Ok, thanks for the explanation. Maybe i missed the mail, but if not, it would have been cool to announce this clearly, so people don't get surprised.
quoted
Are we supposed to move to the linuxppc-2.4 tree, and if so, what is the rationale behind this change.The idea of the linuxppc-2.4 tree is that it would stay closer to Marcelo's tree, which would make my job in sending updates to Marcelo easier. In fact, for any substantial body of work which you want to have me send to Marcelo, the best thing is to create a clone of Marcelo's linux-2.4 tree, check your changes into that, and make it available for me to pull from. I can then pull from that and push the changeset(s) into the tree that Marcelo pulls from. That tree can then also be pulled into the linuxppc-2.4 tree to make the changes available there before Marcelo pulls them.
Ok.
quoted
Furthermore, 2.4.24 was released, and the linuxppc-2.4 now contains TAG: v2.4.24, and a bit later there is a Changeset marked as "Import 2.4.24 final tree". There used to be TAGS like TAG: v2.4.23_linuxppc_2_4 which i used to take snapshots for releasing debian powerpc kernel packages. Will there still be those, did they simply get forgotten, should i sync with the v2.4.24 tags, or am i missing something.2.4.24 was a bit strange. Marcelo was doing the 2.4.24-pre series as usual, but then released a 2.4.24 final with just a few changes from 2.4.23, and transferred all the changes that he had been accumulating in 2.4.24-pre into 2.4.25-pre. The linuxppc_2_4* trees haven't been updated to reflect that yet.

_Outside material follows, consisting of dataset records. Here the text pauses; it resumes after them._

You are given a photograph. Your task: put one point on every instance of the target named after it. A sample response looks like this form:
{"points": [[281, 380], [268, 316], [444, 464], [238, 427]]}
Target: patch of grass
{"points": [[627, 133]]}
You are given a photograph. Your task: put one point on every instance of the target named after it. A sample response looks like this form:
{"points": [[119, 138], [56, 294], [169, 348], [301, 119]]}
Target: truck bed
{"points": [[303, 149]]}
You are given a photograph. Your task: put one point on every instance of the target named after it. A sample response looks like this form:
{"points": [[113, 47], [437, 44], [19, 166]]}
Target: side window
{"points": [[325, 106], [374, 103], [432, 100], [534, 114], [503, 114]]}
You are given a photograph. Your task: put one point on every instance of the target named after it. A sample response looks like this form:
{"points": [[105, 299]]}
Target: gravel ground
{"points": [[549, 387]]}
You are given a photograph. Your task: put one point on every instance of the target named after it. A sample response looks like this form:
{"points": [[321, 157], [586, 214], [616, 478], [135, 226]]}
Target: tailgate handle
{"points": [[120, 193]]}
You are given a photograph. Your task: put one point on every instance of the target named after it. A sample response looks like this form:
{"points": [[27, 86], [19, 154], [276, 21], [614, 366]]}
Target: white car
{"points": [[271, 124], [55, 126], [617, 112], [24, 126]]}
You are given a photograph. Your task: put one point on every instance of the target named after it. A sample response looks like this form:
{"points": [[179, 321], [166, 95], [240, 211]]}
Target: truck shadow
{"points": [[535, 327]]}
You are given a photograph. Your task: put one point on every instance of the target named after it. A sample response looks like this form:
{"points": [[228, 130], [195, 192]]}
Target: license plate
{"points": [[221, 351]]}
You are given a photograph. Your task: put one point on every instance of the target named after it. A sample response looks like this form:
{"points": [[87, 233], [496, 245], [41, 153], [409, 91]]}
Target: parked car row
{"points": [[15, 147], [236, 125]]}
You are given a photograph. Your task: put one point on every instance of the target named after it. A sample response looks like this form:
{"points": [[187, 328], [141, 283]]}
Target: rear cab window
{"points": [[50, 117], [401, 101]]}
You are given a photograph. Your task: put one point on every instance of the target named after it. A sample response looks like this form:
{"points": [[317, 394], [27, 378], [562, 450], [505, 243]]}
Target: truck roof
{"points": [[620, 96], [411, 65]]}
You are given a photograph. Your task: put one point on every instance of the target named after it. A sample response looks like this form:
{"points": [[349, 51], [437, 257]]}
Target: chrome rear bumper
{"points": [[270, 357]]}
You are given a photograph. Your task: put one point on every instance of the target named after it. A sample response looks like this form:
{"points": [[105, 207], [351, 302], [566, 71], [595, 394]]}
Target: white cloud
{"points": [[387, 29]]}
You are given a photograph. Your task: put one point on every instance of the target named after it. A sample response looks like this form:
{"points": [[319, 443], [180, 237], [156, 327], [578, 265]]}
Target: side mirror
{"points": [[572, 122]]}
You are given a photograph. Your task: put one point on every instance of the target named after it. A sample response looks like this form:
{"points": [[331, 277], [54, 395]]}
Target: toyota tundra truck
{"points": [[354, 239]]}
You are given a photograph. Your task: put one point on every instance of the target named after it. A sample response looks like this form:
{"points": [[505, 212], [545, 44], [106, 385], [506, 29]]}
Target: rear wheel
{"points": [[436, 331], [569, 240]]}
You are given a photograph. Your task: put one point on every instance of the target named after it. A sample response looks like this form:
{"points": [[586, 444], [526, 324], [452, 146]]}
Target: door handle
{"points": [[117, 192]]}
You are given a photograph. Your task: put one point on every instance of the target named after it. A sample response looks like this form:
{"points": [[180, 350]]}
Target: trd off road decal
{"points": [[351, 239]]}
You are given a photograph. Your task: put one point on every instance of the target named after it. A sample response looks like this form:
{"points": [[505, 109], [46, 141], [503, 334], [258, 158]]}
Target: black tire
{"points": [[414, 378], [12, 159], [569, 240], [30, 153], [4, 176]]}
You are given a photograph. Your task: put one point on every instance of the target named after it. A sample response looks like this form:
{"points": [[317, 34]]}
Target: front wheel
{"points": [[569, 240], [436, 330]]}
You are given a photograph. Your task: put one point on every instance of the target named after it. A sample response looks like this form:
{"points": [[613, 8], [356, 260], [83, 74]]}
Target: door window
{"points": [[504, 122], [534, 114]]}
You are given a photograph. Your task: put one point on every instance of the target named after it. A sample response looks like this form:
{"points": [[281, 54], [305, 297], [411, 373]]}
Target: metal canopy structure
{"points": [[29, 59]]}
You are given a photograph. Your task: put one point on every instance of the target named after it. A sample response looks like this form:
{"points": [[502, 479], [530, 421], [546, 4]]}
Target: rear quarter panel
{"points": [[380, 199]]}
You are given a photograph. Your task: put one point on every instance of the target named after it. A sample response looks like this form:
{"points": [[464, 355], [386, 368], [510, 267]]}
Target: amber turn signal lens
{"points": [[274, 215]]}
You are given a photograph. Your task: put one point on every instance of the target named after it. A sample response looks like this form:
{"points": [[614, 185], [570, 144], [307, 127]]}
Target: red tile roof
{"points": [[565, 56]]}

Ok, anyway linuxppc_2_4 is supposed to be dead. But my point was, from which TAG should i extract kernels from the linuxppc-2.4 to make debian packages ? I tried the v2.4.24 tag, which seemed ok, but the version was still 2.4.24-rc1. I guess this was a problem due to the haste of the 2.4.24 release or something, but it would be nice if it was clear which tag we should export.
What Marcelo did in his tree is to create a branch off the 2.4.23 release, checked in a few patches and then tagged that as 2.4.24. He then pulled those changes back into the main trunk (so to speak, BK doesn't really have the concept of a "main trunk") and then released 2.4.25-pre4.
Ok.
So far we haven't been tagging the points at which we merge Marcelo's tree into linuxppc-2.4. The linuxppc-2.4 tree will have Marcelo's tags in it but those tags will be the same as in Marcelo's tree.
So ?
Development in 2.4 should be pretty much coming to a close, with all new development being done in 2.6 now. The linuxppc_2_4_devel tree will stay around for historical reference but I would prefer not to see new stuff go in there.
Yep, but 2.4 will still be used as the basis for distributions kernels for some time to come, especially for debian, as i doubt we will be ableto move to 2.6 in the current state of debian-installer development, and probably 2.6 is not yet mature enough on all the 11 arch we officially support. Come to mind, the linuxppc-2.4 tree probably will not support newer pmacs, which means i should instead track the -benh tree or something.
quoted
BTW, while we were at renaming stuffs, would it not have been better to use linuxppc-2.6 instead of the linuxppc-2.5 we currently have ?That would be a good idea.